Eğilmez’e göre, dolar kurunu bilinçli olarak baskılayan bir mekanizma uzun süredir bulunmuyor. Hatta Merkez Bankası zaman zaman kurun aşağı yönlü hareketini önlemeye çalışıyor. Bu durum, 2021 yılında başlatılan düşük faiz politikası sonrası gelişen ekonomik dinamiklerle açıklanıyor.
Faiz indirimlerinin ilk aşamada piyasalarda büyük bir tepki çekmediğini belirten Eğilmez, ancak süreç içinde dövize olan talebin hızla arttığını ve dolarizasyon oranının yükseldiğini vurguladı. Bu artış, üretim maliyetlerini ve dolayısıyla enflasyonu da yukarı taşıdı.

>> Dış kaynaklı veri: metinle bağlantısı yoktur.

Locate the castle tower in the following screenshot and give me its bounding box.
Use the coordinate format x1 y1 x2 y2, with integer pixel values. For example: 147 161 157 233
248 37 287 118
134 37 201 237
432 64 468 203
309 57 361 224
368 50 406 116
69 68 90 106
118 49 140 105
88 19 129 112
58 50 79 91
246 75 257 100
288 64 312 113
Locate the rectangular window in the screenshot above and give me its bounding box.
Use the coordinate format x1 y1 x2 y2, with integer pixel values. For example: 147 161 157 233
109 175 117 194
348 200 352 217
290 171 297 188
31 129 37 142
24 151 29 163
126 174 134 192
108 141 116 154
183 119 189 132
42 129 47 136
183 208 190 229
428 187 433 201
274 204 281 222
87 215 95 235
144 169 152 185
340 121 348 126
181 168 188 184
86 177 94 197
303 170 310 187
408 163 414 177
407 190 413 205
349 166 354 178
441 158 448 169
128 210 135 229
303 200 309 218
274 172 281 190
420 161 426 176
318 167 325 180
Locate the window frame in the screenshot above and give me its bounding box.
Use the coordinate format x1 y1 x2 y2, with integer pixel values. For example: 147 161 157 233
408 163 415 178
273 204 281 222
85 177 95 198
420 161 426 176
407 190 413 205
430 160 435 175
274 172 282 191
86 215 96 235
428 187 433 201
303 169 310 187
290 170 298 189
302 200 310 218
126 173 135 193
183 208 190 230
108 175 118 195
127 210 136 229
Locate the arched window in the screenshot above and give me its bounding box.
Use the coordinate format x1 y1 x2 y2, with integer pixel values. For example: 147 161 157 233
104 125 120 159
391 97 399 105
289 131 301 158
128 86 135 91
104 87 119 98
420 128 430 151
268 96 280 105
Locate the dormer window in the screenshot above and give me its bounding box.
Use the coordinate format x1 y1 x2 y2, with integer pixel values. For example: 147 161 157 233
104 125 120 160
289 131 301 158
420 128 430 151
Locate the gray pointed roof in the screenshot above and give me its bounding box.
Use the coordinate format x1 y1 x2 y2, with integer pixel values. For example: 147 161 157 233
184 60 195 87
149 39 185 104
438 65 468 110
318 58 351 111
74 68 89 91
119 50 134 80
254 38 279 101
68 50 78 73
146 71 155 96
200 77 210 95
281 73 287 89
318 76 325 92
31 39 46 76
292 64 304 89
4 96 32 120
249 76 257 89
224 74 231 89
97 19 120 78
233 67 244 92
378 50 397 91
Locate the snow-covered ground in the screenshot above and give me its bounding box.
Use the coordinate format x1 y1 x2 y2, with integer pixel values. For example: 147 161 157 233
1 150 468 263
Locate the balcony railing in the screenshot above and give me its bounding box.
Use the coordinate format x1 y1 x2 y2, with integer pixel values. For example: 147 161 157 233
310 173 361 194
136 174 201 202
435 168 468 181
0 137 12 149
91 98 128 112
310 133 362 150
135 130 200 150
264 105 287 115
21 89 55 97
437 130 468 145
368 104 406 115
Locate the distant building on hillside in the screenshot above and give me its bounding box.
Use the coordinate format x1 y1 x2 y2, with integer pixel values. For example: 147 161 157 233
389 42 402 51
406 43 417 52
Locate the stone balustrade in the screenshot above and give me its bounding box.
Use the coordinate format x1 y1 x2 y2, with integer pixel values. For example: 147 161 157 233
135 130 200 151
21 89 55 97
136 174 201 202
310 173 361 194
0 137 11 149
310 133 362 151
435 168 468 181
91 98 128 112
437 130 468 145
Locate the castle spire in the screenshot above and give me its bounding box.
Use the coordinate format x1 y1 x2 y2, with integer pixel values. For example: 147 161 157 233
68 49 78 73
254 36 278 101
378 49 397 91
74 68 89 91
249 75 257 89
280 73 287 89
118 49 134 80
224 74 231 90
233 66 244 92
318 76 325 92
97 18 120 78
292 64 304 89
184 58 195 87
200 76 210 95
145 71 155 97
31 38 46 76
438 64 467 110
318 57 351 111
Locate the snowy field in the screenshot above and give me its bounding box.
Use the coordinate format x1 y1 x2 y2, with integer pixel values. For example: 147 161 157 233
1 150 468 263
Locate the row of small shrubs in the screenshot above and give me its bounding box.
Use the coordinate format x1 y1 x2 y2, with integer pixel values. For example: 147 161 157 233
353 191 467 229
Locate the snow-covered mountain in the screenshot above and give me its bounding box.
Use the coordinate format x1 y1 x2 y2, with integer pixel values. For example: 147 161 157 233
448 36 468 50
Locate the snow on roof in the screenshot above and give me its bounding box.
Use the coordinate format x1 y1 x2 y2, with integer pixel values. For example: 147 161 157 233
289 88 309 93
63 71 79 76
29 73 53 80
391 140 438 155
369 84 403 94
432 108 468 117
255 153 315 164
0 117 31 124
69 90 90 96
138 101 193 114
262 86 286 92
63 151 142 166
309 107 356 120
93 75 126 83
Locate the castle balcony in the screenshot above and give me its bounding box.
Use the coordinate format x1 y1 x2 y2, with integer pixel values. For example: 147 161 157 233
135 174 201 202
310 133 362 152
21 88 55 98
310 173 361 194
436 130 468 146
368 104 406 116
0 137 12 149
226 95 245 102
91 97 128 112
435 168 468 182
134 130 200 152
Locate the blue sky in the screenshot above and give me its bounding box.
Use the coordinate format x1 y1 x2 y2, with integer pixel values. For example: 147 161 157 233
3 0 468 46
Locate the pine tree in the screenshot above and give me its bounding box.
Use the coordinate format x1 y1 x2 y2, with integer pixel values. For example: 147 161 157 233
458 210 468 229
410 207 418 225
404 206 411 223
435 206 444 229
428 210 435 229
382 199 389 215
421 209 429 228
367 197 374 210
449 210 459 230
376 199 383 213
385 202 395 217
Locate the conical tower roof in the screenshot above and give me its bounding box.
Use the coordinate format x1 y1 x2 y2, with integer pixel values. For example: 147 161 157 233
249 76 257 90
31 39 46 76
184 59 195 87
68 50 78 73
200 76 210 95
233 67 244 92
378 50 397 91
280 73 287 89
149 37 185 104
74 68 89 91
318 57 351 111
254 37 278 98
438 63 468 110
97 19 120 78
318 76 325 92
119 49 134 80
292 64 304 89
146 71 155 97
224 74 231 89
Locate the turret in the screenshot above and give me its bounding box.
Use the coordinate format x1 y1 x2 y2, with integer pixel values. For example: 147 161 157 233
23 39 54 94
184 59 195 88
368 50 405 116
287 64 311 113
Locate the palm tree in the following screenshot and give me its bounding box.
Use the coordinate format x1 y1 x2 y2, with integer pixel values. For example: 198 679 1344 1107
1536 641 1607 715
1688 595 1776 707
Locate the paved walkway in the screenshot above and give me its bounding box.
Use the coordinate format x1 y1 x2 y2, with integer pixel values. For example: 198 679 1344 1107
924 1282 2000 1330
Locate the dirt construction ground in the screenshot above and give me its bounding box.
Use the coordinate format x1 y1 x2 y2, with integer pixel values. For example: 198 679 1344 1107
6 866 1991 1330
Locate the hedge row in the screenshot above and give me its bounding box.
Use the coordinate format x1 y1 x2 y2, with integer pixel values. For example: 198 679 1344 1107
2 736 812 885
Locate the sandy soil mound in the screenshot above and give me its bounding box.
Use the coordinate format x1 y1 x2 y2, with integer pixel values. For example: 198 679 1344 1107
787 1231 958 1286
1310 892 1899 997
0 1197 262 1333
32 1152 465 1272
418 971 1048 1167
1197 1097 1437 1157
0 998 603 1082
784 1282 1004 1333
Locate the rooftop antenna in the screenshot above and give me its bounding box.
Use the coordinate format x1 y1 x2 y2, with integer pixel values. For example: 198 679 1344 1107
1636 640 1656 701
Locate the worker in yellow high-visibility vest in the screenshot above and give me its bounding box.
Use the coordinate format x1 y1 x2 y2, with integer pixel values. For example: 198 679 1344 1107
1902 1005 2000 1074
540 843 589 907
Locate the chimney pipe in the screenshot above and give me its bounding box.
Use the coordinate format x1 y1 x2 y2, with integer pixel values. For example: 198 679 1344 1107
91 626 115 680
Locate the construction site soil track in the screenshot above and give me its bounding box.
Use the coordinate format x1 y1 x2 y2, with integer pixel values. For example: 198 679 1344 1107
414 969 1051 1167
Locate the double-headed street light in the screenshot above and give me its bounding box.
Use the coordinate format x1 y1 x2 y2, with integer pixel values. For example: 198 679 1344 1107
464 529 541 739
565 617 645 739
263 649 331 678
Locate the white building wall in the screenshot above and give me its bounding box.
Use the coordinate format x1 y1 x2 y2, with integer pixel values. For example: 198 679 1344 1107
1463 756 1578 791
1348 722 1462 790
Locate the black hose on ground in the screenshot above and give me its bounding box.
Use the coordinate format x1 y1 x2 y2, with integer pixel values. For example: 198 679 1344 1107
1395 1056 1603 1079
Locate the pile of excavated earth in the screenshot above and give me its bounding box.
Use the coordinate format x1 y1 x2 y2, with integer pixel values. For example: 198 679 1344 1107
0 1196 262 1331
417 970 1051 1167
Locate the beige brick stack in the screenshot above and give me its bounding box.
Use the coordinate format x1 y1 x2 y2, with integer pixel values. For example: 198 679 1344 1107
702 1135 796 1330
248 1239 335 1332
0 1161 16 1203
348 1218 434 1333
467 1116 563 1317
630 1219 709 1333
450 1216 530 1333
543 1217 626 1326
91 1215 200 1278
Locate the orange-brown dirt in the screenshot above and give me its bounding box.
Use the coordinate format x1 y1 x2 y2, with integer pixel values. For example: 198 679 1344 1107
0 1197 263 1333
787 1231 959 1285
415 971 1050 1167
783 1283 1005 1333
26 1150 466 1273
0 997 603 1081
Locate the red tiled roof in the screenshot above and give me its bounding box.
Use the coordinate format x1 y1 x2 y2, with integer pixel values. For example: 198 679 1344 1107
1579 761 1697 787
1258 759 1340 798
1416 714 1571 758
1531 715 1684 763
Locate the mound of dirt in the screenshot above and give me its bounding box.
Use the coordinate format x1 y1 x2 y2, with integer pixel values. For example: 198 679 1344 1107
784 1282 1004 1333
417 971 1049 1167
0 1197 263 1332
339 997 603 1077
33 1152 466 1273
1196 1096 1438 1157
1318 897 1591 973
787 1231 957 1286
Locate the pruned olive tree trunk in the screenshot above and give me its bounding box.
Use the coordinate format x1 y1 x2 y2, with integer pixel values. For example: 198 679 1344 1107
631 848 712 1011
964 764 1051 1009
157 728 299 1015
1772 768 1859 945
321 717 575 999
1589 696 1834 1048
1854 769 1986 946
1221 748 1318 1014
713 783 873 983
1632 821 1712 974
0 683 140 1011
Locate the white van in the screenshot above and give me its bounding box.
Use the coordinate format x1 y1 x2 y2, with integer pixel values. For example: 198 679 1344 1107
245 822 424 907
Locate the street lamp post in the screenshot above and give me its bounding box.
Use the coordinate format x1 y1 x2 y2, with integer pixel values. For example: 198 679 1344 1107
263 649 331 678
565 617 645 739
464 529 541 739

Kur Korumalı Mevduatın Etkisi Ne?
Mahfi Eğilmez’e göre Kurun kontrol altına alınması için devreye sokulan Kur Korumalı Mevduat (KKM) sistemi, kısa vadeli bir rahatlama sağlasa da, kamu bütçesi üzerinde büyük bir yük oluşturdu. 2023’te ekonomi yönetiminin değişmesiyle birlikte Merkez Bankası, politika faizini yüzde 50 seviyesine yükseltirken KKM’den çıkış sürecini de başlattı.
Bu hamleler, yabancı yatırımcıları yüksek faiz avantajıyla Türkiye’ye çekerken, yerli yatırımcıların da döviz bozdurarak TL mevduata yönelmesini sağladı.
Bu süreçte piyasaya giren döviz miktarı arttığı için kurda aşağı yönlü baskı oluştu. Ancak Merkez Bankası, ihracatçıları korumak adına döviz alımları yaparak kurun fazla düşmesini önlemeye çalıştı.
Kur Neden Hareketsiz Görünüyor?
Dolar/TL’nin görece sabit kalması, faizin yüksek, kurun ise kontrollü bir seviyede tutulmasıyla açıklanıyor. Eğilmez, mevcut durumda 100 bin dolar bozdurup TL mevduata yatıran bir yatırımcının, bir yıl sonunda faiz getirisi sayesinde dövizini artırabildiğini belirtiyor.
Bu tablo, faiz-enflasyon dengesine rağmen kurun yatay seyretmesine neden olan temel mekanizmalardan biri olarak öne çıktı. Ancak bu durum sürdürülebilir mi? Eğilmez’in analizine göre, gelecekteki gelişmeler ekonomi yönetiminin adımlarına ve küresel ekonomik dinamiklere bağlı olacak.